Emine Saydam

Kalbimizdeki eksikliğin sebebi aşkla mı yoksa başka bir şey mi?

Kalbimizdeki eksikliğin sebebi aşkla mı yoksa başka bir şey mi?

İlişkilerde Duygusal Boşluk ve Gerçek Sevgi Arasındaki Farklar

Bir ilişki içerisinde bulunduğunuzda, kendinizi tanıyamaz bir duruma düştüğünüz oldu mu? "Ben ne yapıyorum, bunu hiç istemiyorum ama sanki bunu yapmalıyım" düşünceleriyle baş başa kaldığınız anlar yaşadınız mı? Bu soruların yanıtı maalesef "evet" olabiliyor. Bu durumun başlıca nedenlerinden biri, bireyin kendisiyle olan bağlantısını kaybetmesidir. Duygusal olarak "boş" ya da "eksik" hissetmesi bu durumu daha da derinleştiriyor.

DUYGUSAL BOŞLUK NEDİR?
Duygusal boşluk, kayıp nedeniyle yaşanan tamamlanmamış yas süreciyle olabileceği gibi, bireyin kendi içsel temasıyla bağlantı kuramaması ya da bunu hiç öğrenememesi nedeniyle de oluşabilir.

Duygusal boşluk yaşayan birey, derin bir anlamsızlık hisseder. Neden bir şey yaptığını bilemeyebilir ya da herhangi bir şey yapma isteği duymayabilir. Çünkü gerçekleştirdiği eylemler ona tatmin sağlamaz.
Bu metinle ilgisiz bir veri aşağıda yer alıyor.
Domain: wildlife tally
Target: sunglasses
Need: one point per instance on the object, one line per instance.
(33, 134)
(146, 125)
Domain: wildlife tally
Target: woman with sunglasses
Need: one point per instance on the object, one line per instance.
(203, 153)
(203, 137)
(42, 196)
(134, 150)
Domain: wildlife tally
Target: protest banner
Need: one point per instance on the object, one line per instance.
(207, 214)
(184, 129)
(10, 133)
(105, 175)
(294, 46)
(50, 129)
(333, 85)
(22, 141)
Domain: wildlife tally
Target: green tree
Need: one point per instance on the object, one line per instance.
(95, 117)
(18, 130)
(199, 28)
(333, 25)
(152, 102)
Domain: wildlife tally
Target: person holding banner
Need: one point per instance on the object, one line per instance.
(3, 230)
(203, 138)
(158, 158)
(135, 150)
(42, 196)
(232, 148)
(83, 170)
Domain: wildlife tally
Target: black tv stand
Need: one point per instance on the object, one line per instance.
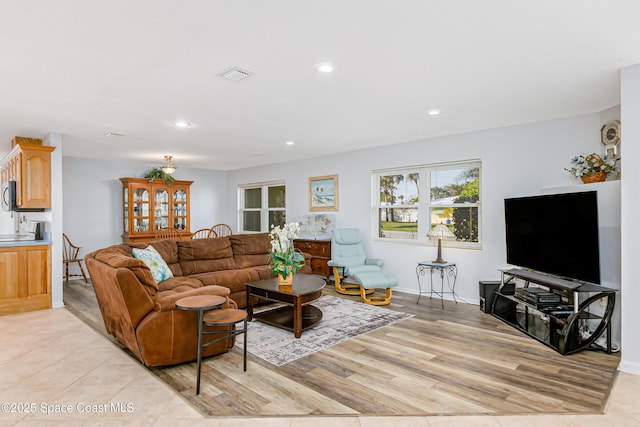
(575, 323)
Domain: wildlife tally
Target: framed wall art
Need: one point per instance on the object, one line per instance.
(323, 193)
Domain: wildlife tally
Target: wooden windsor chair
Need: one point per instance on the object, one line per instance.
(69, 256)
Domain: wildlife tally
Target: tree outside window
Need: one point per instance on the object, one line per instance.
(450, 194)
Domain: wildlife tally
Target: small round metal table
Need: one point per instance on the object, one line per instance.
(449, 269)
(200, 303)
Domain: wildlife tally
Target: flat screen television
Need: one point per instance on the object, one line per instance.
(555, 234)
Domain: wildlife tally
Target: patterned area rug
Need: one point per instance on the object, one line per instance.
(341, 320)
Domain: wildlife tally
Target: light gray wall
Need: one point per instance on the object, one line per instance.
(516, 161)
(92, 199)
(630, 134)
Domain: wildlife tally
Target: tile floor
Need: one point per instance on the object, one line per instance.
(56, 370)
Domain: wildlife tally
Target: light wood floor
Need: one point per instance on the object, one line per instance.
(453, 361)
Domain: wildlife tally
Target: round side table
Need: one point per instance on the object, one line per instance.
(200, 303)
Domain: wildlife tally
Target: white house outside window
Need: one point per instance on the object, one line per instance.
(261, 206)
(411, 201)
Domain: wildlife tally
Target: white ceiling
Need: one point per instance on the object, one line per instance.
(86, 68)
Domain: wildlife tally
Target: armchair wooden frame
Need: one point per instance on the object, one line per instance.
(222, 230)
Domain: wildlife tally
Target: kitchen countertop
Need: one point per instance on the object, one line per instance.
(9, 244)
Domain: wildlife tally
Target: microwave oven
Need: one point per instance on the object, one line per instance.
(9, 199)
(8, 195)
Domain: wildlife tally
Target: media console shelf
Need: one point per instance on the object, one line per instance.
(575, 322)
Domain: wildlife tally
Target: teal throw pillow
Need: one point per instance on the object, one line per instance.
(152, 258)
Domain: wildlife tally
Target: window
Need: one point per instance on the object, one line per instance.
(411, 201)
(261, 206)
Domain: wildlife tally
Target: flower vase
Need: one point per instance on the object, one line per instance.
(288, 281)
(594, 177)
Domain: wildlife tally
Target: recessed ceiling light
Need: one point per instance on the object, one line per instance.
(325, 68)
(181, 124)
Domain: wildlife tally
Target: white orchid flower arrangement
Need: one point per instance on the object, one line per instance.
(285, 258)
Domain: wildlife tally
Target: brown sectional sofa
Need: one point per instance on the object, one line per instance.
(142, 315)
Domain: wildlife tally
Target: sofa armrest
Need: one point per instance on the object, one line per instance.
(336, 263)
(166, 301)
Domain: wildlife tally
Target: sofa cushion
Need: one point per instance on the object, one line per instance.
(168, 249)
(152, 258)
(205, 255)
(251, 250)
(119, 256)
Dış dünyadan bağımsız olarak derin bir yalnızlık duygusu hisseder. Kendi iç dünyasıyla bağlantı kuramamasının yanı sıra çevresiyle de ilişki kurmakta zorlanır. "Ne anlamı var ki?" düşüncesiyle boğuşur. Sürekli hayatta bir şeye ihtiyacı olduğunu düşünür. Kendini sanki bir yapboz yapıyormuş gibi hisseder ve o yapbozun bir parçasının eksik olduğunu düşünür. Bu durumda birey, tanıştığı "o" kişinin kendisini tamamladığını, uzun zamandır aradığı kişinin o olduğunu ve aşık olduğunu düşünebilir.

DUYGUSAL BOŞLUKLA YAŞANAN İLİŞKİLERİN VE GERÇEK SEVGİYLE YAŞANAN İLİŞKİLERİN FARKI NEDİR?
Sevgi, bireyin içinde var olan doğal bir duygudur. Sevgi eylemi, içsel bir motivasyonla dışa doğru gelişir. Birey, hayatını bir eksiklik hissi ile sürdürmez. Kendini tamamlanmamış hissetmez ve sürekli bir arayış içinde değildir. Ancak, sevgiyle karşılaştığında, kapasitesine uygun olan bir "eşlikçi" olarak kabul edebilir. Duygusal boşluk durumunda ise, bu ilişki tam tersine "tamamlayıcı" bir nitelik taşır.

Sevgi, aynı zamanda keyif almayı da içerir. Birey, zaten keyif aldığı şeyleri, sevdikleriyle paylaşırken, yaptığı şeylerin yanı sıra bu eşlikçinin varlığından da memnuniyet duyar. Burada herhangi bir şey yapmak zorunda değildir. Sevilen kişinin varlığı kendiliğinden bir mutluluk kaynağıdır. Fakat duygusal boşluk yaşayan birey, karşı taraftan bir "kurtarıcı" beklentisi içinde olur ve bu yüzden ilişkiye dair yüksek beklentilere sahip olabilir. Bu durum karşı tarafın varlığının yalnız başına yeterli olmamasına yol açar.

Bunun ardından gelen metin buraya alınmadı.